It’s all very well to say that pumpkin is such a nutritional powerhouse, but what good is it for besides pies and puddings? And do you have to wrestle one of those big orange gourds into the kitchen every time you want to eat some?
A winter squash, pumpkin is usually only available fresh in the autumn and early winter. The rest of the year you might have trouble finding a fresh edible one.
However, one of the best features of this vegetable is that it’s readily available all year long in an inexpensive canned form. Yes, you can always have pumpkin pudding on hand. Kids love it and so do adults, especially those who are sometimes skeptical of “healthy” foods. They will dig right in when you serve it (especially if you make our pumpkin pudding recipe).
Canned pumpkin is one of those foods that goes against the notion that fresh is always best.

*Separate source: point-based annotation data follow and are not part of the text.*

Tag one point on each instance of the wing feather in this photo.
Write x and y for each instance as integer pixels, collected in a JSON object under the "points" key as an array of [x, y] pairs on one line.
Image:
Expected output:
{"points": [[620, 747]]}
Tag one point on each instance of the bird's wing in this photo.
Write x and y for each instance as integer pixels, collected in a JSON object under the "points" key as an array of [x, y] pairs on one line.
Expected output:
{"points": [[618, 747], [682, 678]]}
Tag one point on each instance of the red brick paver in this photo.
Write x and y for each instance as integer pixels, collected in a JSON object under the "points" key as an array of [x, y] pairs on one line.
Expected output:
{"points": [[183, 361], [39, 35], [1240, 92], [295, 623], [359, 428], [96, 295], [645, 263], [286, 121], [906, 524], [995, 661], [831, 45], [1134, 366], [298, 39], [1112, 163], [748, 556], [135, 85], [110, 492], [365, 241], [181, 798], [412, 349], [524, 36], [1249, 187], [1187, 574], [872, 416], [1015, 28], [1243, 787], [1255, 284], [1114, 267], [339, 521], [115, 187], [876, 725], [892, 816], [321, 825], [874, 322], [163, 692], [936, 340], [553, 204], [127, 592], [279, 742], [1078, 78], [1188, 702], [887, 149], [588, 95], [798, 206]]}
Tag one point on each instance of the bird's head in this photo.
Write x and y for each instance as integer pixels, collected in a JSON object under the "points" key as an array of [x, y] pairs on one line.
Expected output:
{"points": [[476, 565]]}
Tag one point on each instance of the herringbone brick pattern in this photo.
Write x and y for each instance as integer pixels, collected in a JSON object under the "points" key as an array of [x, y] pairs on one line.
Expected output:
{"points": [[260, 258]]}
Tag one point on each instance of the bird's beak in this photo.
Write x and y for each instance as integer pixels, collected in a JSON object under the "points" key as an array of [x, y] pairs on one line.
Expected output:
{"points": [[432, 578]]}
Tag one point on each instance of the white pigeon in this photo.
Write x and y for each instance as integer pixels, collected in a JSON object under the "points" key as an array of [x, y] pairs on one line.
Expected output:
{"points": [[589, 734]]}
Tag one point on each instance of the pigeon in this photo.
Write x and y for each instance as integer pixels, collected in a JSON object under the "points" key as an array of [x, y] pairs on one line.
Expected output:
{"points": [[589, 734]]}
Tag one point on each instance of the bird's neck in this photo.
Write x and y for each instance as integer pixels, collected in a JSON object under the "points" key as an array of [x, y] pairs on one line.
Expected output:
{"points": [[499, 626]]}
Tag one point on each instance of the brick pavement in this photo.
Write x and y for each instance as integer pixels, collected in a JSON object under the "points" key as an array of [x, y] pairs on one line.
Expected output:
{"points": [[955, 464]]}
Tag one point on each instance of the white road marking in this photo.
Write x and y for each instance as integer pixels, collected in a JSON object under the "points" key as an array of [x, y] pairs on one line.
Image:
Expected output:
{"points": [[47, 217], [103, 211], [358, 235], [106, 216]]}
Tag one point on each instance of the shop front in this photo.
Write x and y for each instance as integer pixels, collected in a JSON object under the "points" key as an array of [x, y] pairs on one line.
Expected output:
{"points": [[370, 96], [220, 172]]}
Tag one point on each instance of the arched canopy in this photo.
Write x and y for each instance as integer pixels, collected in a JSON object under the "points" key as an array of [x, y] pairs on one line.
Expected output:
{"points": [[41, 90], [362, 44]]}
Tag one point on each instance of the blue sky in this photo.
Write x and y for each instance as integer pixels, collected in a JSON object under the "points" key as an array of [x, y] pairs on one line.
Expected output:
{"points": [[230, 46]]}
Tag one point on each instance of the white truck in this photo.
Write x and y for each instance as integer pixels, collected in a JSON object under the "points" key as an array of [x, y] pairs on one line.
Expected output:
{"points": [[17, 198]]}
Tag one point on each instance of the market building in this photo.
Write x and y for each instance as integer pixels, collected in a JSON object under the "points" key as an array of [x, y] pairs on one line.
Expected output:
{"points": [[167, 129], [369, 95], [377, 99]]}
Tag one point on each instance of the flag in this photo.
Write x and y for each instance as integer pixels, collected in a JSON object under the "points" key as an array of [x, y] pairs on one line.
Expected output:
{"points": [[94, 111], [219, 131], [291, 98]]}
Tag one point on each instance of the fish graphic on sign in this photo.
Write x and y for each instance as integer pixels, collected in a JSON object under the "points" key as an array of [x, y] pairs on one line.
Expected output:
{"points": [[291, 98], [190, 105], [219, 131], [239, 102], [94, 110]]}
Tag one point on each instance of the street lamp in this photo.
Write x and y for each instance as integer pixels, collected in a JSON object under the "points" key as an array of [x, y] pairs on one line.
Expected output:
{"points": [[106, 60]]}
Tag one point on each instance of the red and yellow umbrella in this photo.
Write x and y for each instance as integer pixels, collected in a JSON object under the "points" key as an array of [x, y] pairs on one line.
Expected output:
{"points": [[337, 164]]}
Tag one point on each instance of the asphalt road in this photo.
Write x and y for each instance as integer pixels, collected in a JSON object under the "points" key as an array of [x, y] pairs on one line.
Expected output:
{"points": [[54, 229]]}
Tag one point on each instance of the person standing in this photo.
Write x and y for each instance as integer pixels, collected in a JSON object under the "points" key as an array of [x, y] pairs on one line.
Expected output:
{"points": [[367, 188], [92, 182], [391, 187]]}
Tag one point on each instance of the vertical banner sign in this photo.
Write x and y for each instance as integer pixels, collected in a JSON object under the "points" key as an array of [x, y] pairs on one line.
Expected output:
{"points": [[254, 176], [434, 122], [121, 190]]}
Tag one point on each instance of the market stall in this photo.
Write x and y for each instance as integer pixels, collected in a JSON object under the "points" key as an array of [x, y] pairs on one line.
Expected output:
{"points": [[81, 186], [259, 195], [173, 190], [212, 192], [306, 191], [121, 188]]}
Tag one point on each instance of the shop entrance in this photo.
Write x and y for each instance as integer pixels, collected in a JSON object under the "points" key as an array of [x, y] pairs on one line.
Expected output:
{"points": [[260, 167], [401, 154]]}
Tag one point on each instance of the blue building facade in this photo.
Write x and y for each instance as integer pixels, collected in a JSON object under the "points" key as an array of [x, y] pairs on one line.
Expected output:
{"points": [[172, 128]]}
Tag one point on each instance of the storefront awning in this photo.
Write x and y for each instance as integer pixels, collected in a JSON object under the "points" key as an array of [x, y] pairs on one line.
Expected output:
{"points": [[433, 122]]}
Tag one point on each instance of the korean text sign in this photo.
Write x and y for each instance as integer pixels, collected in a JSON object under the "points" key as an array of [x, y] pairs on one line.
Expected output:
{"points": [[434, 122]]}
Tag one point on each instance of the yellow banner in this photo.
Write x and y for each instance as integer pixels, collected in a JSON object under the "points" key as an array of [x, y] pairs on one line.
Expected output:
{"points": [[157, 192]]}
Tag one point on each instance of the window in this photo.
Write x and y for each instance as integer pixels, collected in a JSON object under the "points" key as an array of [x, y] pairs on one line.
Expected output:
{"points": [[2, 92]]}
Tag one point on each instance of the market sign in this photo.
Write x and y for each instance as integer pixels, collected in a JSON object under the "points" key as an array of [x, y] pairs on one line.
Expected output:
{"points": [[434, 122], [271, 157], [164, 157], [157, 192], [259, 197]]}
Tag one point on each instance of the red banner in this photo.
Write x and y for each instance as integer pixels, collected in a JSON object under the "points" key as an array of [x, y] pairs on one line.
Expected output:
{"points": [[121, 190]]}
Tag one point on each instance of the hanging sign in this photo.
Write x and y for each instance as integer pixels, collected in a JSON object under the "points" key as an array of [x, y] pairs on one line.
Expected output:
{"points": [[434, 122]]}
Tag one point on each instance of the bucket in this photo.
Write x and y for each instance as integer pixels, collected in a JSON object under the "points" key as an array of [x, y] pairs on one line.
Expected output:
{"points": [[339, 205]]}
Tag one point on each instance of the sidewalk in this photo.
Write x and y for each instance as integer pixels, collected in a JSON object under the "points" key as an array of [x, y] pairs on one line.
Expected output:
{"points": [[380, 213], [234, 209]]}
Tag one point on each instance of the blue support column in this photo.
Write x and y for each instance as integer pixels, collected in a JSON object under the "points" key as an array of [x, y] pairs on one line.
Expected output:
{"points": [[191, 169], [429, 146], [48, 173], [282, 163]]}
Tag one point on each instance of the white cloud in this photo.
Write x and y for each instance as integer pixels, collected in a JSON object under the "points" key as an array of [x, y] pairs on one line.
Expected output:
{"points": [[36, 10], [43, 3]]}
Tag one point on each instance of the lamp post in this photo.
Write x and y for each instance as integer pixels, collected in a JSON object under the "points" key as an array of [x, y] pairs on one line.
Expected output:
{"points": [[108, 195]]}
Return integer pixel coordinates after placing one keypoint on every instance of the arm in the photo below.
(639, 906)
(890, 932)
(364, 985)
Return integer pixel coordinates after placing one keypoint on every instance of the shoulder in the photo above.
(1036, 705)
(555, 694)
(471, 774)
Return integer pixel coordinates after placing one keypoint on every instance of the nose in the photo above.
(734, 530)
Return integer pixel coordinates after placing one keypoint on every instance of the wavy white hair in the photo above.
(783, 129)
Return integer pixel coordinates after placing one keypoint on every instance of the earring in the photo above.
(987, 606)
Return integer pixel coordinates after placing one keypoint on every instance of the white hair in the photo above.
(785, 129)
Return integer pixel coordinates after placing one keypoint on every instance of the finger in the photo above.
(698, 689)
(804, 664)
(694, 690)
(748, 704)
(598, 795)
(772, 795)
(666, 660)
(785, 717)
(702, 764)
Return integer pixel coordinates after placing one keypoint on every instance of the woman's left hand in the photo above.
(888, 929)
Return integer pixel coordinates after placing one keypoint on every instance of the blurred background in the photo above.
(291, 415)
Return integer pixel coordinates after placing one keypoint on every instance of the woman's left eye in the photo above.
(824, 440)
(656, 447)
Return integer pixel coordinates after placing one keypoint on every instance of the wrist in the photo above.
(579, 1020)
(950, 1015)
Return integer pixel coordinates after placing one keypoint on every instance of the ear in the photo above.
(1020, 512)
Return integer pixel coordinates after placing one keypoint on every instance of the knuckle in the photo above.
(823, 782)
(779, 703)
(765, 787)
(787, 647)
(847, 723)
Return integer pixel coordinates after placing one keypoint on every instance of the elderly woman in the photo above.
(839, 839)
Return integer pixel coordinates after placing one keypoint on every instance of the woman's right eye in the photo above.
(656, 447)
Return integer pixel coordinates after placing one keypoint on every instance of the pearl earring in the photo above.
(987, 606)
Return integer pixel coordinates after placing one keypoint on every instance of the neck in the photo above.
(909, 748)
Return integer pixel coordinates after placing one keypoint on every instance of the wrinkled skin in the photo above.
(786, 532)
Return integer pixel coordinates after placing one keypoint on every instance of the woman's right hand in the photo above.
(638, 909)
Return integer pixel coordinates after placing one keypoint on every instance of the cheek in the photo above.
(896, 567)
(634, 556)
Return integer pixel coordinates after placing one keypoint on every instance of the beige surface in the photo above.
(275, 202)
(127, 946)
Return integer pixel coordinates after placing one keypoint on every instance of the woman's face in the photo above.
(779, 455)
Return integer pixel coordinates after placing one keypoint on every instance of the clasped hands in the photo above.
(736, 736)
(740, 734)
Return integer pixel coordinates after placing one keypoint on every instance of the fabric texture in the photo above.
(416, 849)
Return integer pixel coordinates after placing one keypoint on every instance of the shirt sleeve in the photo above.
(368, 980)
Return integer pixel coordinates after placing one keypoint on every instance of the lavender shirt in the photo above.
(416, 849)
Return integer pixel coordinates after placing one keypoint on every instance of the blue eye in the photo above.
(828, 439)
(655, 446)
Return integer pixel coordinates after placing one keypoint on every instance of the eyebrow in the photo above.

Not only is it sometimes difficult if not impossible to find the fresh variety, canned pumpkin is actually more nutritious. Yes, you read it right!
Canned pumpkin purée (don’t get it mixed up with “pumpkin pie filling,” which has added sugar and spices), has been cooked down to reduce the water content that you’d find in a gourd. That means more nutrition per bite. Note that pumpkin from a cooler climate will often have more flavor and sweetness than one that grows in a warmer place.
Not a fan of pumpkin? You can get a lot of the same nutritional kick from butternut squash. Like pumpkin, it’s delicious when oven roasted and tossed into a green salad, or as a side dish at any time of the year.